The periodic anisotropic Heisenberg (or ``XXZ'' ) spin chain, with the 
Hamiltonian
\be
H =  {1\over 4} \sum_{n=1}^{N} \left\{
\sigma^{x}_n \sigma^{x}_{n+1}
+ \sigma^{y}_n \sigma^{y}_{n+1} 
+ \Delta \left( \sigma^{z}_n \sigma^{z}_{n+1} - 1 \right) \right\} \,, 
\qquad \vec \sigma_{N+1} \equiv \vec \sigma_{1} \,, 
\label{hamiltonian} 
\ee 
has a long and rich history \cite{bethe} - \cite{kbi}.  It is 
the prototype of all integrable models.  The development of the 
Quantum Inverse Scattering Method (QISM)/algebraic Bethe Ansatz 
\cite{faddeev/takhtajan} systematized earlier results, and paved the 
way for far-reaching generalizations.

Parity symmetry has played a valuable role in continuum quantum field 
theory, including integrable quantum field theory.  (See, e.g., 
\cite{korepin}.) However, the notion of parity for discrete spin 
models, in particular for those which are integrable, has not (to our 
knowledge) been discussed.  We show here that parity has a simple 
realization in the algebraic Bethe Ansatz, involving negation of the 
spectral parameter, i.e., $\lambda \rightarrow -\lambda$.  (See Eq.  
(\ref{parity/second}) below.)

We consider also charge conjugation symmetry \cite{baxter}.  We 
conjecture that Bethe Ansatz states of the XXZ chain with $S^{z}=0$ 
are eigenstates of the charge conjugation operator, with eigenvalues 
$(-1)^{\nu}$, where ${\nu}$ is given by Eq.  (\ref{conjecture}).

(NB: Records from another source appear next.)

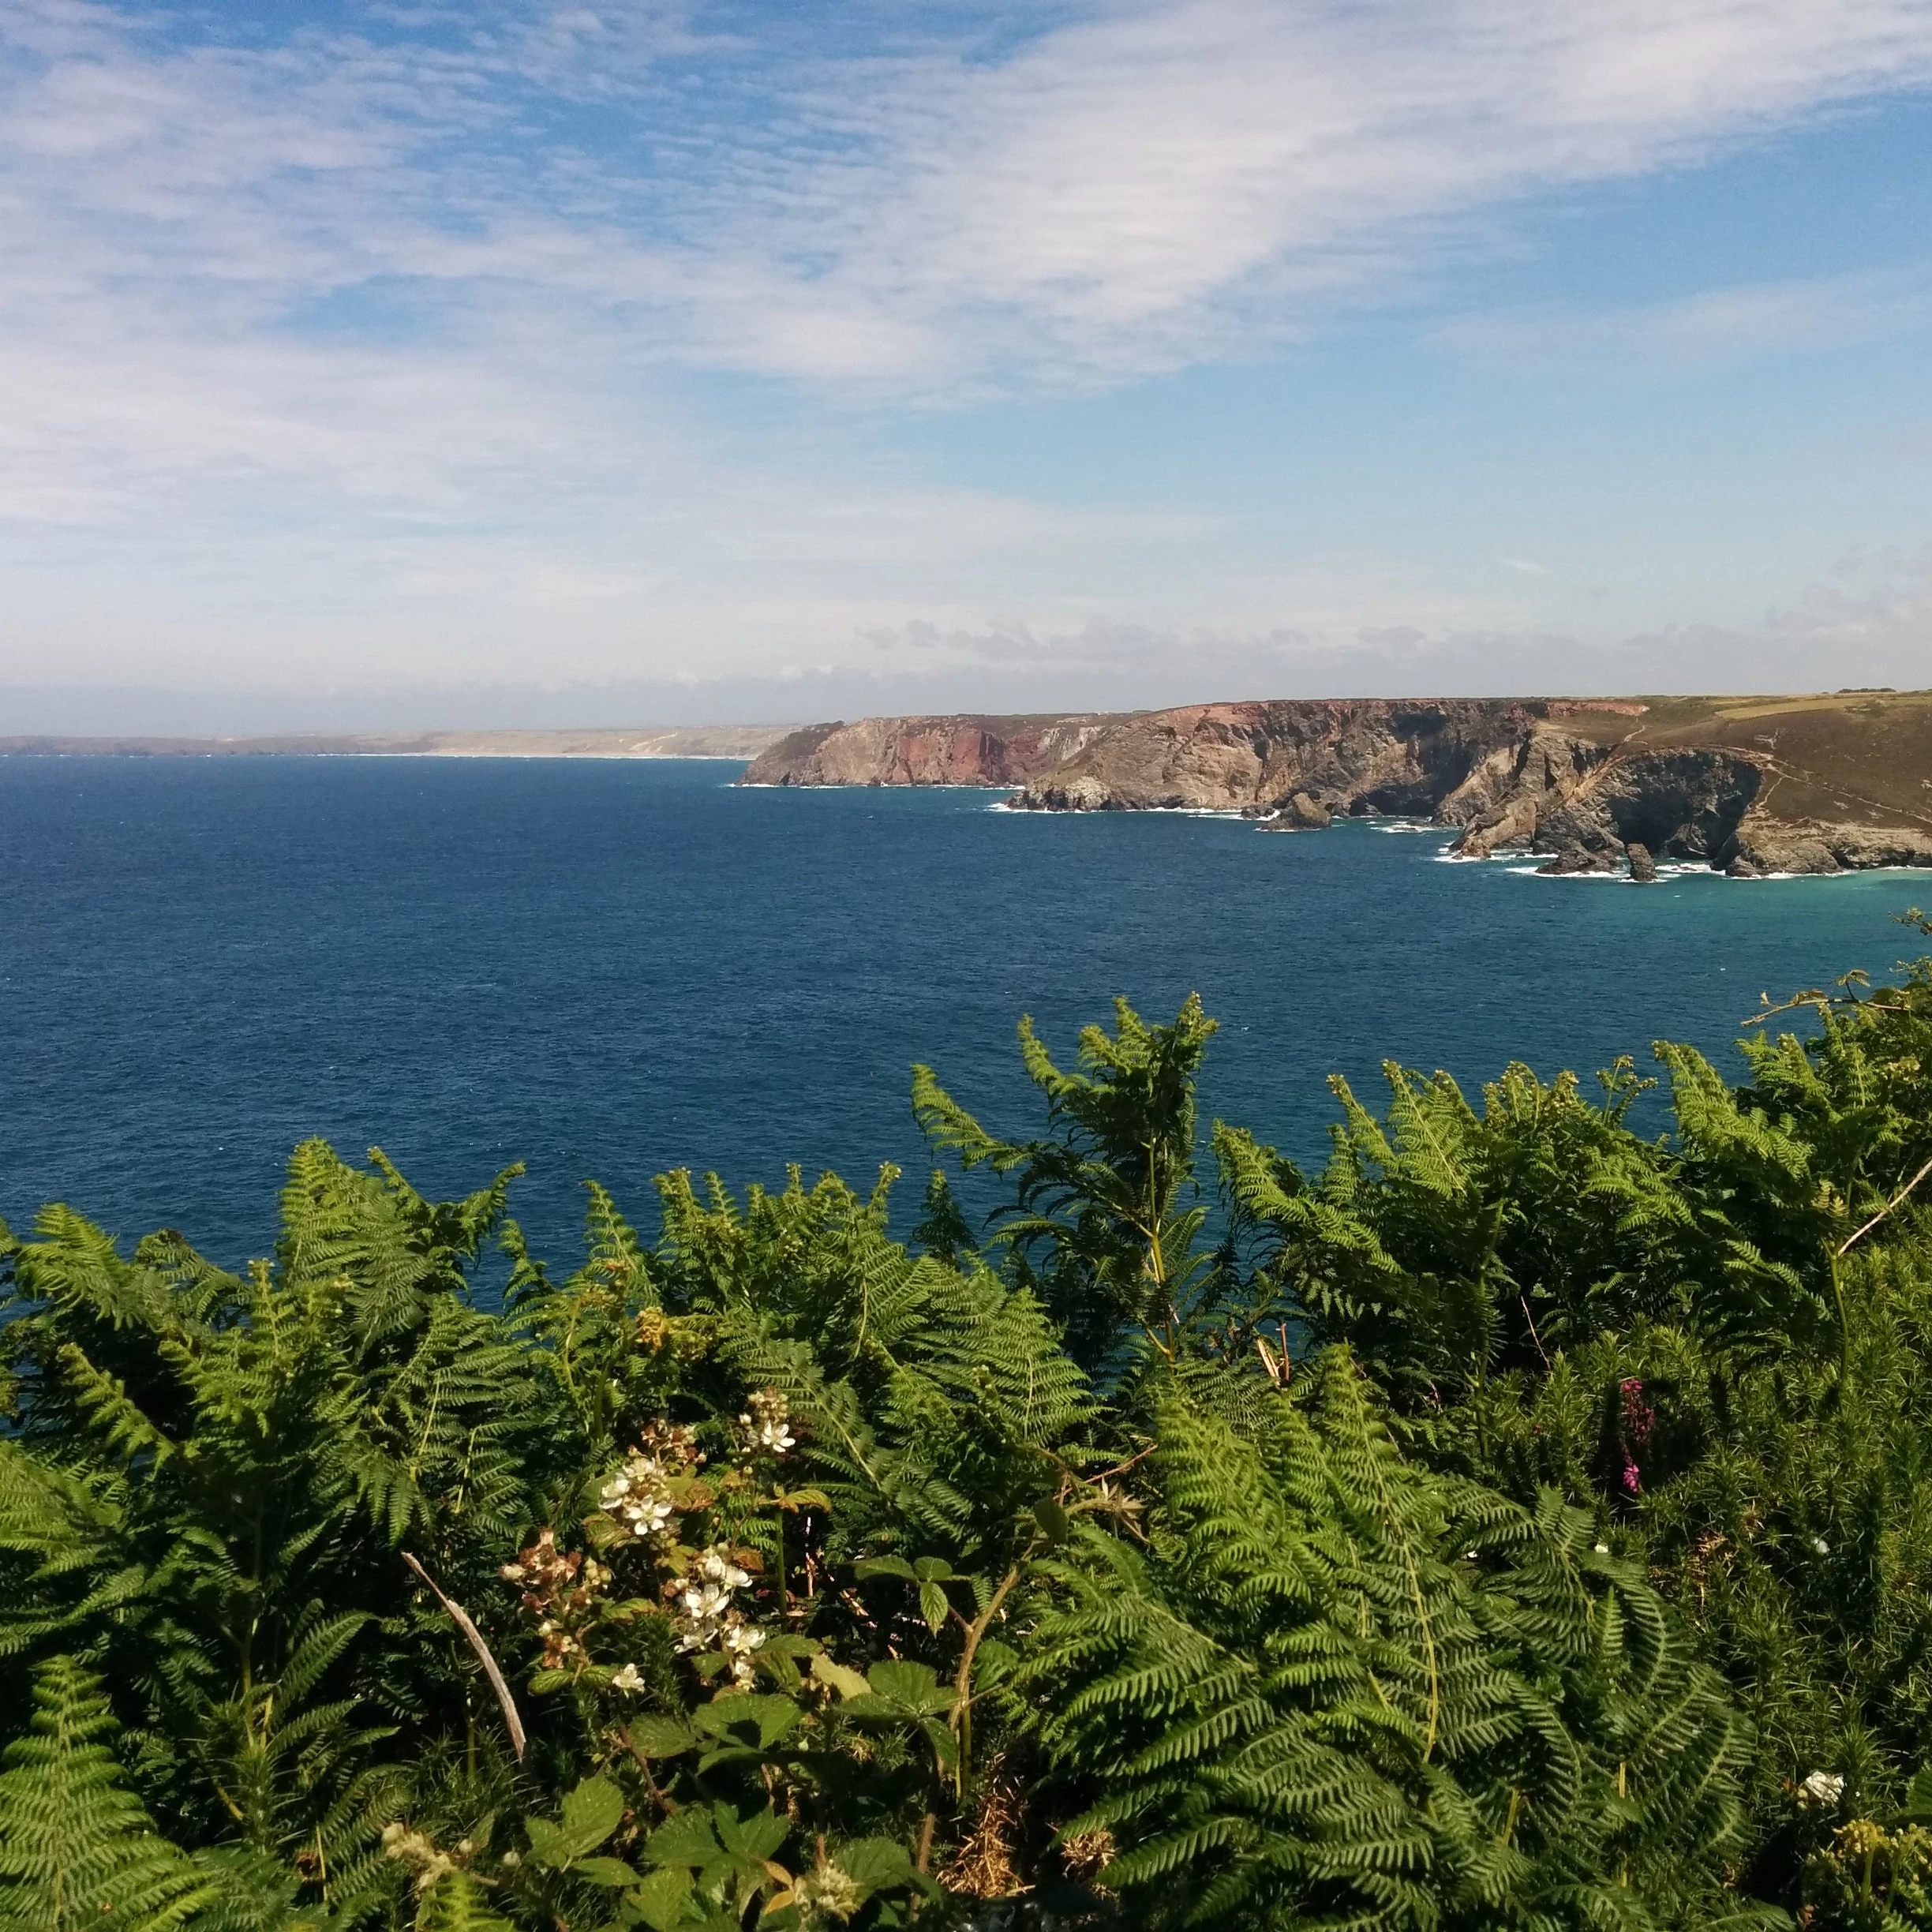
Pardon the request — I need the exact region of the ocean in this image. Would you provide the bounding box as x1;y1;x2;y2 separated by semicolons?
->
0;754;1915;1269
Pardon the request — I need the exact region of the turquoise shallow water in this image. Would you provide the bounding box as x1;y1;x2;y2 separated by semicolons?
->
0;754;1916;1264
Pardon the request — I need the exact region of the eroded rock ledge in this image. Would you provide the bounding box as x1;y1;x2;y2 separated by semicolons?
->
739;695;1932;878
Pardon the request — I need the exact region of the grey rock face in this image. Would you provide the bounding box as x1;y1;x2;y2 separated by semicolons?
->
1536;848;1619;876
1522;751;1763;874
1260;791;1334;830
1007;699;1541;815
1723;811;1932;876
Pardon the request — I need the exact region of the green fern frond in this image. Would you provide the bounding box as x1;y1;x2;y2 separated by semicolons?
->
0;1657;212;1932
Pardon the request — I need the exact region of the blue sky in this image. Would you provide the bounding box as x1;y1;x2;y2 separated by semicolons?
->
2;0;1930;729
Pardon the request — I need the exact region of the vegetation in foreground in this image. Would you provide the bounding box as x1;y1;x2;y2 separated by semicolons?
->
8;919;1932;1930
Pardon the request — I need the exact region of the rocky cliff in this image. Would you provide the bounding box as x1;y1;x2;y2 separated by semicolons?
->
739;713;1110;788
1011;698;1544;815
737;692;1932;878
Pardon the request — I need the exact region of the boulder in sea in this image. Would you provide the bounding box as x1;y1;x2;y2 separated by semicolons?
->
1261;790;1334;831
1626;842;1658;883
1537;849;1619;876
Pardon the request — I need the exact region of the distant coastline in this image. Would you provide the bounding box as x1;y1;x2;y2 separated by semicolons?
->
0;725;795;762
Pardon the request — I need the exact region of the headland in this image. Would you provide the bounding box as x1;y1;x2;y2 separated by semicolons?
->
740;691;1932;878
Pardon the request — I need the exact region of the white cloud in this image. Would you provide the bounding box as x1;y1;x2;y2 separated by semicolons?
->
3;0;1932;696
760;0;1932;384
1435;268;1932;367
1766;542;1932;644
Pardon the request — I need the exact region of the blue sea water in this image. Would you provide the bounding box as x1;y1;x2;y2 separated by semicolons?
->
0;754;1917;1270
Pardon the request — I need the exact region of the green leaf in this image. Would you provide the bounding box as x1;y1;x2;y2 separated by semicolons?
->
627;1867;695;1930
1032;1496;1073;1544
642;1812;722;1870
560;1777;625;1856
692;1694;800;1749
972;1637;1018;1688
757;1634;822;1660
1900;1765;1932;1823
417;1869;514;1932
854;1556;917;1582
626;1716;698;1758
713;1805;787;1863
840;1837;912;1896
864;1661;950;1713
574;1855;646;1888
918;1581;950;1634
0;1657;215;1932
523;1818;571;1869
912;1557;957;1582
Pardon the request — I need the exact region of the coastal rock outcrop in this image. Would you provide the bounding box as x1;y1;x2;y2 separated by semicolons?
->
1261;791;1333;830
735;691;1932;878
1494;749;1766;875
1724;811;1932;878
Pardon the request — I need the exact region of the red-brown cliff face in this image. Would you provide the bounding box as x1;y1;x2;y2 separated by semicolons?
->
739;713;1113;787
739;701;1539;799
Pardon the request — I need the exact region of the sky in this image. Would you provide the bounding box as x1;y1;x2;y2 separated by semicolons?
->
2;0;1931;732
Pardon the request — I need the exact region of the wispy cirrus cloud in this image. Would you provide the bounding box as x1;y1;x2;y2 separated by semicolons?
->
747;0;1932;386
5;0;1932;702
13;0;1932;401
1434;267;1932;368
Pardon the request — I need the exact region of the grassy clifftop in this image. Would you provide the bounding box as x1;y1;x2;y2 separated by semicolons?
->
1550;691;1932;830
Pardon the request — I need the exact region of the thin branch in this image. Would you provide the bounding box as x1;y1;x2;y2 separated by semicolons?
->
1518;1295;1552;1373
1837;1156;1932;1260
620;1726;683;1815
1742;990;1837;1028
402;1550;526;1764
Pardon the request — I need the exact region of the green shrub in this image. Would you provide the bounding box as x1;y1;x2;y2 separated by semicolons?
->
6;920;1932;1929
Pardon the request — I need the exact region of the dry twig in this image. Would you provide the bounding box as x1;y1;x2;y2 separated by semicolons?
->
402;1550;526;1764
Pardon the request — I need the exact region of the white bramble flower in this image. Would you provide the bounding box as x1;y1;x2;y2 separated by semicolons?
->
681;1582;733;1625
380;1825;455;1892
600;1449;681;1541
631;1496;674;1536
738;1387;796;1458
721;1619;766;1684
1593;1543;1611;1555
1811;1536;1831;1556
704;1548;751;1587
1799;1769;1846;1807
796;1860;862;1923
670;1544;760;1664
608;1663;646;1694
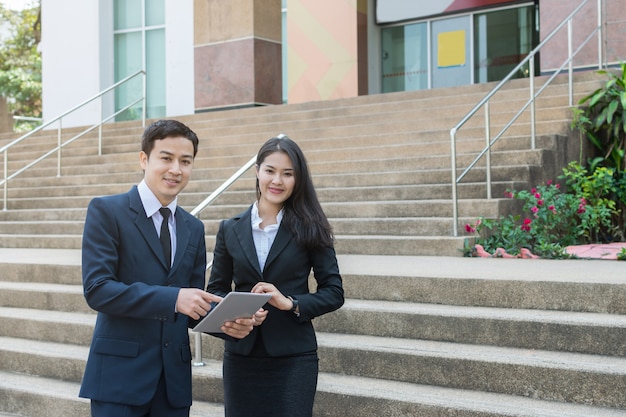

Working within the framework of the string hypothesis 
\cite{takahashi/suzuki}, we use these discrete symmetries to help 
classify low-lying $S^{z}=0$ states \cite{jkm}, \cite{woynarovich} in 
the critical regime with $0 < \Delta < 1$.  Moreover, we compute the 
$S$ matrix elements corresponding to these states using the method of 
Korepin\cite{korepin} and Andrei-Destri\cite{andrei/destri}.  Our 
results for the $S$ matrix agree with those obtained by thermodynamic 
methods \cite{babujian/tsvelick}, \cite{kirillov/reshetikhin}.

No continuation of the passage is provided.